4. Mme A B reprend en appel son moyen tiré de la méconnaissance des dispositions précitées en faisant valoir, comme en première instance, que les conséquences de la tumeur orbitaire, dont elle a été opérée dans l'enfance en Colombie, nécessitent des soins et une reconstruction chirurgicale dont le défaut pourrait avoir pour elle des conséquences d'une exceptionnelle gravité et pour lesquels aucune prise en charge appropriée n'existe en Colombie. A l'appui de ce moyen, elle produit nouvellement en appel un certificat d'un chirurgien esthétique et cranio-facial colombien en date du 23 janvier 2017 indiquant qu'après avoir été opérée d'un rétinoblastome de l'œil gauche à l'âge de huit mois, Mme A B a subi deux interventions de reconstruction en Colombie, la dernière ne lui ayant pas donné satisfaction, qu'elle a réalisé plusieurs demandes d'intervention chirurgicale pour une reconstruction de la paupière et qu'elle présente une lésion cutanée entrainant l'exposition de son implant et nécessitant la pose d'un lambeau. Elle produit aussi un certificat médical établi le 16 août 2022 par un ophtalmologue du centre guyanais d'ophtalmologie indiquant qu'elle présente un défect osseux en temporal de la cavité orbitaire et qu'une une reprise de la cavité oculaire gauche est envisagée, ainsi que des photographies de son œil gauche et un courrier de sa main, postérieur à l'arrêté litigieux, faisant notamment état des répercussions de sa pathologie de l'œil sur sa vie privée et professionnelle. Toutefois, ces documents, qui n'apportent pas davantage que ceux produits en première instance de précisions sur la nature des conséquences d'un défaut de prise en charge médicale sur son état de santé, ne suffisent pas à établir qu'un défaut pourrait avoir des conséquences d'une exceptionnelle gravité. Par ailleurs, le motif tenant à l'absence de conséquences d'une exceptionnelle gravité en cas de défaut de soins justifiant à lui seul le refus litigieux, Mme A B ne peut utilement faire valoir qu'elle n'aurait pas la possibilité d'accéder effectivement à un traitement dans son pays d'origine. Par suite, il y a lieu d'écarter ce moyen par adoption des motifs pertinemment retenus par le tribunal administratif de la Guyane et par ceux qui viennent d'être exposés.

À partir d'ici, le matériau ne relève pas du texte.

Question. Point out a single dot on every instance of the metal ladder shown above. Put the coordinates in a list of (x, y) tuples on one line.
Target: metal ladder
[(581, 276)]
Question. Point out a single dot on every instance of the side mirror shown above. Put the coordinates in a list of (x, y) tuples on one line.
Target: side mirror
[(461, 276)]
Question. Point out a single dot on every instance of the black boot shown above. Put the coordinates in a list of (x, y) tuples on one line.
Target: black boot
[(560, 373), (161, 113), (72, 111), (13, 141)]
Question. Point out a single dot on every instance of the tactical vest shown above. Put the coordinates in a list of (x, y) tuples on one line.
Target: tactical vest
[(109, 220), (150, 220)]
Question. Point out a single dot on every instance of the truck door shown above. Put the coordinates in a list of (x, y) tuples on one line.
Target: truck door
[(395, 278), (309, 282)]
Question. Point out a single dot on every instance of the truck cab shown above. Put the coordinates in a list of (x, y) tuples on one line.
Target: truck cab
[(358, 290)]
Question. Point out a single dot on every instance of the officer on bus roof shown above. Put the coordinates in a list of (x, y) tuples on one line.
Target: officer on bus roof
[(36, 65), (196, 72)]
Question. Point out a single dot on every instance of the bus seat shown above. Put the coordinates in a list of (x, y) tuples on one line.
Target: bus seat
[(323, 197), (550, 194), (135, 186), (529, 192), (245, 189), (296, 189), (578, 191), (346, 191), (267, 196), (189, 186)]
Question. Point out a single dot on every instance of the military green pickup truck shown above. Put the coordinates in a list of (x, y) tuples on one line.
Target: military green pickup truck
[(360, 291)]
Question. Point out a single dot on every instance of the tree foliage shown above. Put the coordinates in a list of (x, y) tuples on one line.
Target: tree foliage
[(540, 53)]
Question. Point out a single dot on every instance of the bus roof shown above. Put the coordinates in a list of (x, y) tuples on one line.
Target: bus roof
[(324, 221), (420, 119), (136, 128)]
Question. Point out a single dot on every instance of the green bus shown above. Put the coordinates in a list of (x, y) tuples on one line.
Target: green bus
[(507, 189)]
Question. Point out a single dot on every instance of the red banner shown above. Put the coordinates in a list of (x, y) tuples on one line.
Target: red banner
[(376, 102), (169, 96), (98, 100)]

5. En second lieu, Mme A B reprend, dans des termes similaires et sans critique utile du jugement, les autres moyens invoqués en première instance visés ci-dessus. Elle n'apporte aucun élément de droit ou de fait nouveau, ni aucune pièce nouvelle à l'appui de ces moyens auxquels les premiers juges ont pertinemment répondu. Il y a lieu, dès lors, d'écarter ces moyens par adoption des motifs retenus par le tribunal administratif de la Guyane.

6. Il résulte de ce qui précède que la requête d'appel est manifestement dépourvue de fondement et doit être rejetée selon la procédure prévue par les dispositions du dernier alinéa de l'article R. 222-1 du code de justice administrative citées au point 1, y compris les conclusions aux fins d'injonction et d'astreinte ainsi que celles tendant à l'application des dispositions combinées des articles L. 761-1 du code de justice administrative et 37 de la loi du 10 juillet 1991.

ORDONNE :

Article 1er : La requête de Mme A B est rejetée.

Article 2 : La présente ordonnance sera notifiée à Mme C A B.

Une copie sera adressée pour information au préfet de la Guyane.

Fait à Bordeaux, le 27 janvier 2025.

La présidente-assesseure de la 3ème chambre

Marie-Pierre Beuve Dupuy

La République mande et ordonne au ministre de l'intérieur, en ce qui le concerne, et à tous commissaires de justice à ce requis, en ce qui concerne les voies de droit commun contre les parties privées, de pourvoir à l'exécution de la présente ordonnance.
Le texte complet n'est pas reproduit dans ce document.